Channel Runtime Behaviour — Interview Questions¶

Junior¶

Q1. What happens when you send to a closed channel?¶

A. A runtime panic with message send on closed channel. The send never delivers a value. Internally, chansend acquires c.lock, checks c.closed != 0, unlocks, and panics.

Q2. What does `v, ok := <-ch` return when `ch` is closed?¶

A. v is the zero value of the channel's element type; ok is false. The receive does not block. Internally, chanrecv sees c.closed != 0 && c.qcount == 0 and returns (true, false) after clearing ep to zero.

Q3. What does `<-nil` do?¶

A. Blocks forever. chanrecv enters the c == nil && block branch and calls gopark with no commit function, so the goroutine sleeps with no chance of wake-up. The runtime's deadlock detector will eventually crash the program if all goroutines are similarly parked.

Q4. What is direct hand-off?¶

A. When a sender finds a receiver already parked on c.recvq, the runtime copies the value directly from the sender's stack into the receiver's stack frame, skipping the channel buffer. The receiver is then woken with the value already in place. This saves one buffer copy and one lock-unlock pair vs the parked-sender path.

Q5. Does `close(ch)` block until all buffered data is drained?¶

A. No. closechan returns immediately. It sets c.closed = 1 and wakes all parked goroutines, but does not wait for buffered values to be consumed. Receivers can still drain the buffer after close.

Middle¶

Q6. Walk through what `chansend` does, step by step.¶

A. 1. If c == nil and blocking, park forever. 2. If non-blocking and channel is open but full, return false (no lock taken). 3. Acquire c.lock. 4. If c.closed != 0, unlock and panic. 5. If c.recvq has a parked receiver, dequeue it and perform direct hand-off: copy from sender's ep into receiver's sg.elem, mark sg.success = true, call goready(receiver), unlock, return. 6. Else if c.qcount < c.dataqsiz, copy ep into c.buf[c.sendx], advance sendx (mod cap), increment qcount, unlock, return. 7. Else if non-blocking, unlock and return false. 8. Else allocate a sudog, link it onto c.sendq, set gp.waiting = sudog, call gopark with chanparkcommit which unlocks the channel as part of parking. 9. On wake, check sg.success. If false, panic (channel was closed while parked). Otherwise the receiver has already taken our value; release the sudog and return.
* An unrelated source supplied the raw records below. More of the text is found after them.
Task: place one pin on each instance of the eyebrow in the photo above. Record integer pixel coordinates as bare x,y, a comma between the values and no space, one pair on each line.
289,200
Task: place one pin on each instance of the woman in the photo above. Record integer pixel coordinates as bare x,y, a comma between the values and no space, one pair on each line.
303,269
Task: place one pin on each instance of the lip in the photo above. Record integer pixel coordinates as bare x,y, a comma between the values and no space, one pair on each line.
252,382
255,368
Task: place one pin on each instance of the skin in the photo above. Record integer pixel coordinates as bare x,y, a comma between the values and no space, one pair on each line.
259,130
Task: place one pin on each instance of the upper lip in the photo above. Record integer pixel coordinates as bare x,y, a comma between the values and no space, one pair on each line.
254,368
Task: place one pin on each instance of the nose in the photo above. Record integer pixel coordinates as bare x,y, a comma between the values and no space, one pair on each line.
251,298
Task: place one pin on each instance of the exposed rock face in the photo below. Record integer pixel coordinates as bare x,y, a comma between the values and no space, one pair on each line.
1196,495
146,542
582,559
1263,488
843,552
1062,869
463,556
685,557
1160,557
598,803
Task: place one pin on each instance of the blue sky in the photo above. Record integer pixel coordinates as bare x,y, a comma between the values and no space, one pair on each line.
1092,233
Q7. Why does `select` shuffle its cases?¶

A. The Go spec requires "uniform pseudo-random selection" among ready cases. The runtime shuffles pollorder (a permutation of case indices) with Fisher-Yates so each ready case has equal probability of being picked. Without shuffling, a select on multiple always-ready channels would always pick the first case in source order, starving the others.

Q8. How does `select` avoid deadlocking against another `select`?¶

A. selectgo sorts the cases' channels by address (uintptr) into lockorder. All select statements in the program use the same address-based order, so they acquire shared locks in the same global sequence. Two selects on overlapping channel sets cannot form a deadlock cycle because both agree on min(addr) first.

Q9. What is a `sudog`?¶

A. A "pseudo-G" — a small struct (~88 bytes) representing a goroutine parked on a synchronisation primitive (channel, mutex, condvar). It holds a pointer to the goroutine, the address of its data element (elem), a back-pointer to the channel, and bookkeeping fields. Sudogs are allocated from a per-P cache (pp.sudogcache) backed by a central free list, so most channel ops that park do not allocate from the heap.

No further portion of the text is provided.